- Xenia with one of her wood-frame and rice-paper mobiles, circa 1943
- Born: Xenia Andreyevna Kashevaroff August 28, 1913 Juneau, Territory of Alaska, U.S.
- Died: September 26, 1995 (aged 82) New York, U.S.
- Known for: Painting; sculpture;
- Movement: Surrealism
- Spouse: John Cage ​ ​(m. 1935; div. 1945)​

= Xenia Cage =

American painter

Xenia Cage (born Xenia Andreyevna Kashevaroff, August 28, 1913 – September 26, 1995) was an American surrealist sculptor. Her work has been described as on the "cutting edge of surrealism in sculpture" for her time.

==Early life and education==
Xenia Kashevaroff was one of six daughters of Russian Orthodox priest Andrei Petrovich Kashevaroff (1863–1940) and Martha (née Bolshanin). While a teenager in high school in Monterey, California she had a relationship with marine biologist Ed Ricketts.

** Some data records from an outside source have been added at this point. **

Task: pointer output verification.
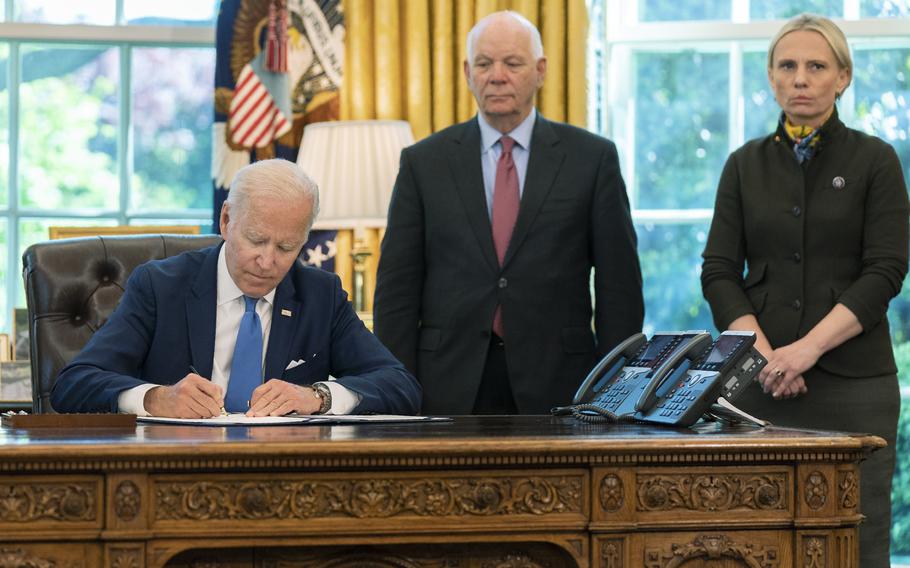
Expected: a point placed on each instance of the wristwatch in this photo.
(324, 394)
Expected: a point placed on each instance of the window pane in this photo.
(172, 125)
(101, 12)
(4, 128)
(900, 489)
(881, 89)
(673, 10)
(670, 257)
(680, 128)
(171, 12)
(786, 9)
(5, 311)
(760, 108)
(885, 9)
(68, 127)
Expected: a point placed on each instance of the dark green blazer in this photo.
(832, 230)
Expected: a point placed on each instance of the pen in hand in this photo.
(193, 370)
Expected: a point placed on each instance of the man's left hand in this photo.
(277, 398)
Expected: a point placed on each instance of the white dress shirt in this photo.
(491, 150)
(230, 310)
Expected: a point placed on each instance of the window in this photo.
(679, 85)
(105, 118)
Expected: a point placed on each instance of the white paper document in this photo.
(240, 419)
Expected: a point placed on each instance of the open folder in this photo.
(240, 419)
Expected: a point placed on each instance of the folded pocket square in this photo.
(293, 364)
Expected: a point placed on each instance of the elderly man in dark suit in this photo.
(484, 288)
(243, 325)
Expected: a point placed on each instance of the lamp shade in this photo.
(355, 163)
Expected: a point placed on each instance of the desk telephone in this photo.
(671, 379)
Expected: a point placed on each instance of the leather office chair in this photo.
(73, 285)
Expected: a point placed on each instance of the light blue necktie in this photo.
(246, 367)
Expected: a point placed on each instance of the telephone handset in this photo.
(674, 378)
(611, 388)
(722, 370)
(690, 352)
(607, 368)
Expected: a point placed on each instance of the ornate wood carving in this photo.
(611, 493)
(814, 552)
(127, 500)
(467, 555)
(18, 558)
(410, 461)
(816, 490)
(377, 498)
(847, 490)
(65, 502)
(611, 555)
(713, 547)
(712, 492)
(125, 558)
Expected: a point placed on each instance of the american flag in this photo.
(254, 117)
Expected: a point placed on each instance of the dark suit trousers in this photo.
(495, 393)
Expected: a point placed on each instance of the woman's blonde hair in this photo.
(828, 30)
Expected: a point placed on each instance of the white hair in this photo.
(536, 42)
(272, 179)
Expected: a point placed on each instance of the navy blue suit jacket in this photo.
(165, 322)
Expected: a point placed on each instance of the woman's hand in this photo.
(782, 377)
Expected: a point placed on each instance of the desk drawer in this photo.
(394, 501)
(32, 505)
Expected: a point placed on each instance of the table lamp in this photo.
(355, 163)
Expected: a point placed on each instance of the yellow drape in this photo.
(403, 59)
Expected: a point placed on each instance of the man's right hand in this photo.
(192, 397)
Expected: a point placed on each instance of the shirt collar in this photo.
(521, 133)
(227, 289)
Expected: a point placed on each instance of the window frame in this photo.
(125, 38)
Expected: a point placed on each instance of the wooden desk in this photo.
(475, 492)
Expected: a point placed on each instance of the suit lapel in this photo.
(286, 314)
(464, 162)
(544, 162)
(201, 306)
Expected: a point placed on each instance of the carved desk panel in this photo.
(474, 492)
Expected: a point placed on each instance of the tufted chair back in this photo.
(73, 285)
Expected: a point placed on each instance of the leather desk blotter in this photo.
(68, 420)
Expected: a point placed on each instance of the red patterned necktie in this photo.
(505, 211)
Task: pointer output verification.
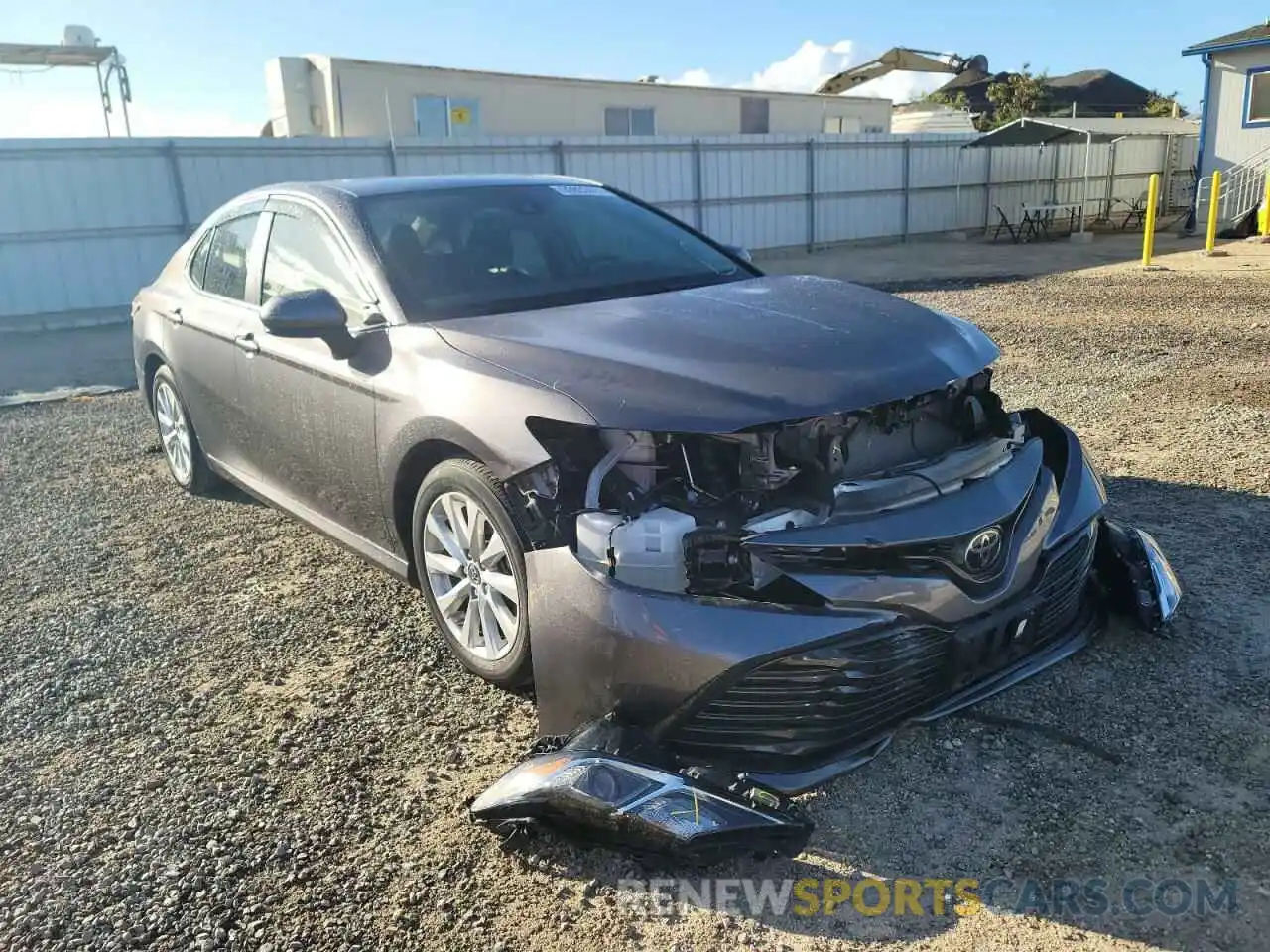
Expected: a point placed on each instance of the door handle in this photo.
(246, 343)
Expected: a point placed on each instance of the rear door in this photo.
(202, 329)
(313, 439)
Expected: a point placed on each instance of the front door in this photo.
(313, 409)
(200, 339)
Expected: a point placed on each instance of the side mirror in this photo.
(304, 313)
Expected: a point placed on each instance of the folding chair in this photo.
(1137, 213)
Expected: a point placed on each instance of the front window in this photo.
(451, 253)
(1259, 96)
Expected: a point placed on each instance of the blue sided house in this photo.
(1234, 126)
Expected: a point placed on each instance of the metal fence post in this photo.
(987, 193)
(1053, 181)
(1109, 197)
(698, 209)
(178, 186)
(908, 162)
(811, 194)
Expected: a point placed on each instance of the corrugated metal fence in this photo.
(85, 222)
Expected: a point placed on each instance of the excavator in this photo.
(902, 59)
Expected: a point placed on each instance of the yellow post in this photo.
(1210, 236)
(1148, 235)
(1265, 211)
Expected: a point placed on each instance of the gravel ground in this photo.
(220, 731)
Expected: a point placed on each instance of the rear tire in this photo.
(468, 552)
(177, 438)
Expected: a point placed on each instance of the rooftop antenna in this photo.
(388, 112)
(81, 49)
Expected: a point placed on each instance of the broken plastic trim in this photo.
(1137, 575)
(593, 788)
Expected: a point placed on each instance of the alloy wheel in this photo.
(175, 433)
(470, 576)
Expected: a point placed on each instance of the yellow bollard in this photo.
(1148, 235)
(1210, 236)
(1265, 211)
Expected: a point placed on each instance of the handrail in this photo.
(1242, 186)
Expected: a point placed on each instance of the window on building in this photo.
(304, 255)
(626, 121)
(1257, 95)
(226, 258)
(754, 116)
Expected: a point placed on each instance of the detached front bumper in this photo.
(793, 696)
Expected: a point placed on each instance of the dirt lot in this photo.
(218, 730)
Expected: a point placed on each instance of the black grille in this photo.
(847, 692)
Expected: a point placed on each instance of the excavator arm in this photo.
(905, 60)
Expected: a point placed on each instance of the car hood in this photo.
(726, 357)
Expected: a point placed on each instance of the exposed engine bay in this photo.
(668, 512)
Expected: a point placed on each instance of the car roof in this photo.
(397, 184)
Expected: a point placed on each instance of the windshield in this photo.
(457, 253)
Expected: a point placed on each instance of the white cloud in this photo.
(808, 66)
(694, 77)
(31, 113)
(804, 68)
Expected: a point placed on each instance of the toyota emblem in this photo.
(983, 551)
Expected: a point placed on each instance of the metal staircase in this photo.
(1242, 189)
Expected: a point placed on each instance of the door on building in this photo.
(444, 117)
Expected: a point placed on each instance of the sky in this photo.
(197, 66)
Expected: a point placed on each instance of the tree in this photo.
(1162, 105)
(1020, 94)
(955, 100)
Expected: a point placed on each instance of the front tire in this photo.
(178, 440)
(470, 557)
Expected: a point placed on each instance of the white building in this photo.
(1234, 125)
(931, 117)
(322, 95)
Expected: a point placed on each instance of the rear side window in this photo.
(303, 255)
(198, 261)
(226, 258)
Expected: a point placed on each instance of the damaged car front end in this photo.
(767, 606)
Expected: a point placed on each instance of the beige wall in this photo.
(362, 94)
(1225, 141)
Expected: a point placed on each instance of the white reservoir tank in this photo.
(645, 552)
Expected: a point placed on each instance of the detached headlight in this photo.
(1137, 575)
(604, 797)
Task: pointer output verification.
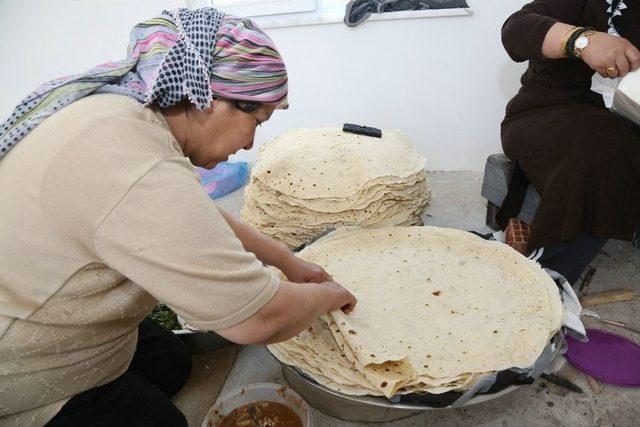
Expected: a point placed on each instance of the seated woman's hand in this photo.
(301, 271)
(611, 56)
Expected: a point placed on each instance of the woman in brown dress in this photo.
(582, 159)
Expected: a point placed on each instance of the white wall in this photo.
(443, 81)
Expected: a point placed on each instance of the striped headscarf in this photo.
(194, 54)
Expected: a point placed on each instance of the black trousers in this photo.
(571, 257)
(140, 397)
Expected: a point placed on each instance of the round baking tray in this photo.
(375, 409)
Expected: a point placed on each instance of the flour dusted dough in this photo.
(309, 180)
(437, 309)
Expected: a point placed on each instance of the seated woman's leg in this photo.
(128, 401)
(585, 164)
(140, 397)
(161, 358)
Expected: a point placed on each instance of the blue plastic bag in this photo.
(224, 178)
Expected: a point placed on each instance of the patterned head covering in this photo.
(194, 54)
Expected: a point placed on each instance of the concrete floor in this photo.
(457, 203)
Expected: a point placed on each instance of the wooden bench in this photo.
(497, 172)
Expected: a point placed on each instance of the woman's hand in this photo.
(611, 56)
(342, 299)
(300, 271)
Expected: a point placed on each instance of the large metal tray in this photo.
(379, 409)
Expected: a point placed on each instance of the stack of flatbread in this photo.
(310, 180)
(437, 310)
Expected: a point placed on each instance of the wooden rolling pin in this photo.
(616, 295)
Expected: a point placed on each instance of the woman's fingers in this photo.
(602, 71)
(622, 65)
(633, 55)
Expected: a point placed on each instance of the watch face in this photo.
(582, 42)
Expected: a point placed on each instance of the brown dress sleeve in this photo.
(524, 32)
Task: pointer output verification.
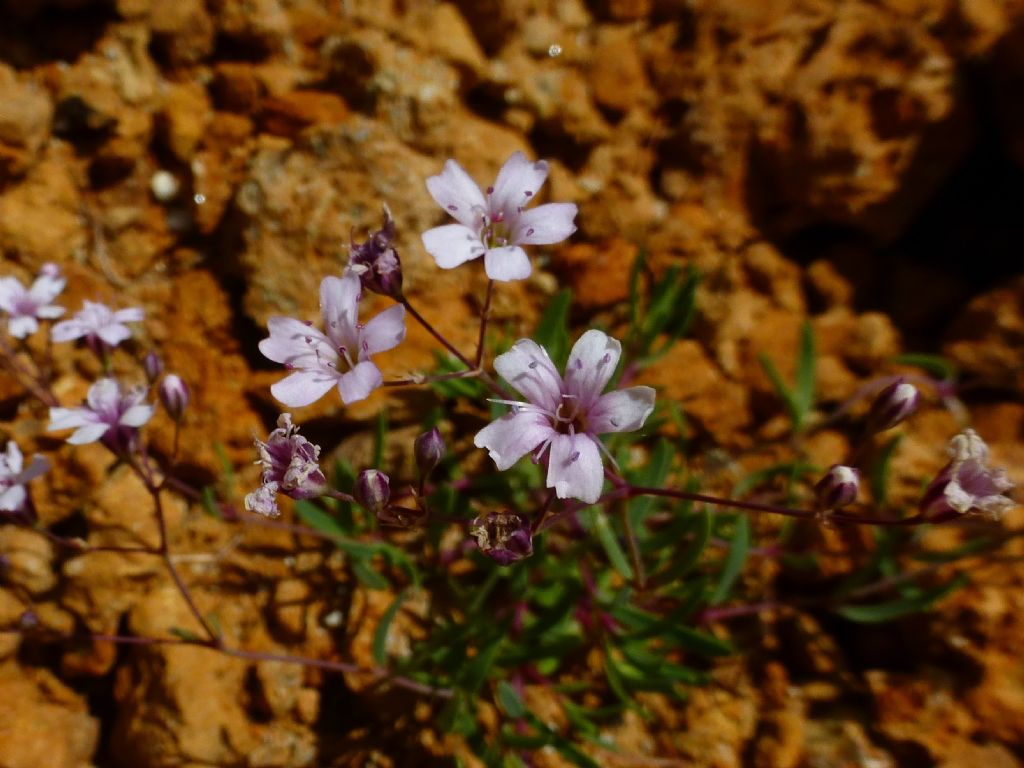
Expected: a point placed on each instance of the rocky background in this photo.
(856, 163)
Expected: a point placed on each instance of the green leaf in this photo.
(380, 634)
(881, 470)
(935, 365)
(552, 330)
(599, 524)
(887, 611)
(738, 548)
(508, 697)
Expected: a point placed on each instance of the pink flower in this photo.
(968, 483)
(495, 226)
(27, 307)
(565, 415)
(13, 476)
(339, 357)
(109, 414)
(97, 322)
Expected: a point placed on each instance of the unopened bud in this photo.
(504, 537)
(174, 395)
(893, 404)
(429, 450)
(153, 366)
(373, 491)
(838, 488)
(376, 261)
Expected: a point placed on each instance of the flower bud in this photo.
(153, 367)
(504, 537)
(373, 491)
(376, 261)
(429, 450)
(174, 395)
(893, 404)
(838, 487)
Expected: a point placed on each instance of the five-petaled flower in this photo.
(26, 307)
(97, 323)
(564, 415)
(14, 475)
(341, 356)
(290, 466)
(968, 483)
(109, 413)
(496, 225)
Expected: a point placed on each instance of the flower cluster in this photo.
(290, 466)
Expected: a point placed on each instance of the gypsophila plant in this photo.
(584, 534)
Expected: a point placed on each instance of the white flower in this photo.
(495, 226)
(26, 307)
(565, 415)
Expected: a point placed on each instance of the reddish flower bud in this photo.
(893, 404)
(429, 450)
(838, 487)
(174, 395)
(373, 491)
(504, 537)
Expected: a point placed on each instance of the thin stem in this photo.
(484, 316)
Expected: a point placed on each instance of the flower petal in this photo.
(103, 395)
(517, 183)
(303, 387)
(131, 314)
(507, 263)
(359, 382)
(383, 332)
(22, 326)
(622, 411)
(288, 343)
(340, 307)
(591, 365)
(527, 368)
(12, 499)
(68, 330)
(512, 436)
(574, 468)
(552, 222)
(456, 192)
(452, 245)
(114, 334)
(69, 418)
(136, 416)
(88, 433)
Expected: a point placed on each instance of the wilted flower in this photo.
(893, 404)
(26, 307)
(97, 323)
(968, 483)
(339, 357)
(565, 415)
(290, 467)
(838, 487)
(14, 475)
(376, 260)
(109, 414)
(495, 226)
(174, 394)
(504, 537)
(429, 450)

She studied art at Reed College in Portland, Oregon. While she was a student at Reed, she was the subject in many of Edward Weston's photographs.

==Career==
Throughout her marriage to the musician and composer John Cage – from 1935 to 1945 – Xenia performed in his percussion ensemble. She is believed to have been the "female performer" who smashed a lime ricky bottle into a can of broken glass at the culmination of John Cage's Construction in Metal. In 1943, Cage exhibited an abstract mobile in Peggy Guggenheim's show Exhibition by 31 Women at the Art of This Century gallery in New York. The next year, Cage had a solo exhibition of her mobiles at the Julien Levy Gallery in New York. In 1947, she exhibited another abstract mobile called Black Trap at the Art Institute of Chicago's American Exhibition of Painting and Sculpture 58th Annual: Abstract and Surrealist American Art curated by Katharine Kuh. This piece was made from wood, paper, and string. Cage notably collaborated with artists Joseph Cornell and Marcel Duchamp as a bookbinder (she studied bookbinding with Hazel Dreis), and designed a chess table in tandem with a set created by Max Ernst.

By the 1950s, Cage had ceased to publicly exhibit her art, and worked at the Metropolitan Museum of Art in New York City and the Whitney Museum of American Art in Manhattan. She also worked as a conservator at the Cooper-Hewitt Museum in New York from 1968.

Cage helped Dave Brubeck get permission from Joan Miró to use one of his paintings as the cover for the 1961 album Time Further Out.

==Personal life==

Xenia Kashevaroff met John Cage in January 1935 and he proposed marriage the same day. The wedding was on June 7, 1935. They divorced in 1945 when a ménage à trois with Merce Cunningham became a private affair between the two men, who remained together until John Cage's death. In a 1992 interview, John noted that their subsequent relationship had "not been particularly friendly", and said that due to her "barby" wit, "if I telephone her or write to her, I take my life in my hands". A pregnancy during the marriage ended in an abortion.

At her death in 1995, "she was not a forgotten artist, but tragically, an unknown one", with virtually none of her artwork known to have survived. Her friend and erstwhile musical collaborator Jean Erdman paid for her funeral. Her grave is in the family plot at the Evergreen Cemetery in Juneau.